The Union Public Service Commission has to submit to the President an annual report on the work done by the Commission. The report accompanied by a memorandum explaining the action taken by the Government on the recommendations of the Commission is to be placed before both the Houses of Parliament.

Similarly, a State Commission has to submit to the Governor an annual report which with the memorandum explaining the action taken by the State Government on the Commission’s recommendations is placed before the State Legislature.

The memorandum should explain the reasons for the non-acceptance of the recommendations of the Commission by the Government if there are any such cases.

It must be observed here that the Public Service Commissions envisaged under the Constitution including the U.P.S.C. are only advisory bodies. It might be asked why the recommendations of such an important body as the Public Service Commission are not obligatory on the Government.


The framers of the Constitution, in this respect, have followed the practice that obtained under the Constitution Act of 1935. Experience has shown that the recommendations of the Commission have more influence if they are advisory than mandatory in character.

The danger is that if the Commission is given mandatory powers there is possibility of conflict between the Commission and the Government and there may raise situations when they behave as rival governments in the same territory, each trying to establish its will over the other.

The real safeguard against the rejection of any recommendation of the Commission lies in the Parliamentary control that is provided for by the Constitution. The Government has to justify its action before the Legislature which has the power of repudiating the Government’s action.

The Public Service Commissions in India are in a much stronger position from a constitutional point of view than statutory bodies or Commissions set up in Britain or the United States. This is because these Commissions are set up by the same sovereign authority which sets up the Executive, the Legislature and the Judiciary.


All of them are created by the Constitution itself. But in Britain, the United States and elsewhere Public Service Commissions are the creations of the Legislature and, as such, the British Parliament and the United States Congress have the power to modify them as they like. In other words, they are subordinate bodies.

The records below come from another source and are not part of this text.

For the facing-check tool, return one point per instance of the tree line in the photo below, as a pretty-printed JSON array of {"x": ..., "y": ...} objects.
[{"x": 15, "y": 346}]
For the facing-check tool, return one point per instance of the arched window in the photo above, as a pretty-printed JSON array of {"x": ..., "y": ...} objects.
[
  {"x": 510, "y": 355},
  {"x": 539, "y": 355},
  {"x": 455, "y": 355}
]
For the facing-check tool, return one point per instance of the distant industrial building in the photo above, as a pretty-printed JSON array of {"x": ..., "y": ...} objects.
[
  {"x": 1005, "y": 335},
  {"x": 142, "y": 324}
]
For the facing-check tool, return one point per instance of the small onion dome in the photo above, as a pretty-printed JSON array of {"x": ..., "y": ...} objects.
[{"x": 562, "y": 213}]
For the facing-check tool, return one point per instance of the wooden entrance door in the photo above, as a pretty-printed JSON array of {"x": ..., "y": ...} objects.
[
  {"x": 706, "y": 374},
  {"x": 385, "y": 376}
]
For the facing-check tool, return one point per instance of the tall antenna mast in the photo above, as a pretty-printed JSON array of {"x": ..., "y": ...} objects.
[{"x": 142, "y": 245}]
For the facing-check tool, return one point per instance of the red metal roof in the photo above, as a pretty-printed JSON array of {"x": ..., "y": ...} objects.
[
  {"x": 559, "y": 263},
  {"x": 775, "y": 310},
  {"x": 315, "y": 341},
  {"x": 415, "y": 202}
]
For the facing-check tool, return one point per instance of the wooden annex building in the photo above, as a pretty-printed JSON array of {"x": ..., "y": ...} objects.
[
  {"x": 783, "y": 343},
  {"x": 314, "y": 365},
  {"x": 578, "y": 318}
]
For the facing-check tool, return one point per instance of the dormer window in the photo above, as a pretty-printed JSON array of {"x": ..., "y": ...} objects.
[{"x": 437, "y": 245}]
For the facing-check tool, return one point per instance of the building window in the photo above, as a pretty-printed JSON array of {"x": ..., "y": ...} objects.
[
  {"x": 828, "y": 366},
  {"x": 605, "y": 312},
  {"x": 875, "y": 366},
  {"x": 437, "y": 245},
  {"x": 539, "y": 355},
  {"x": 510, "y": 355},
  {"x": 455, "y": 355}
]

In India, the Public Service Commissions are in no way subordinate to the Legislature or the Executive. Thus, while a Public Service Commission would not ordinarily like to withhold information on any particular subject, its constitutional right to withhold any such information should be recognised.

Obviously, the Constitution-makers wanted to provide all reasonable safeguards to make the Public Service Commissions in India immune from all undue influence and to enable them to carry out their duties with impartiality, integrity and independence.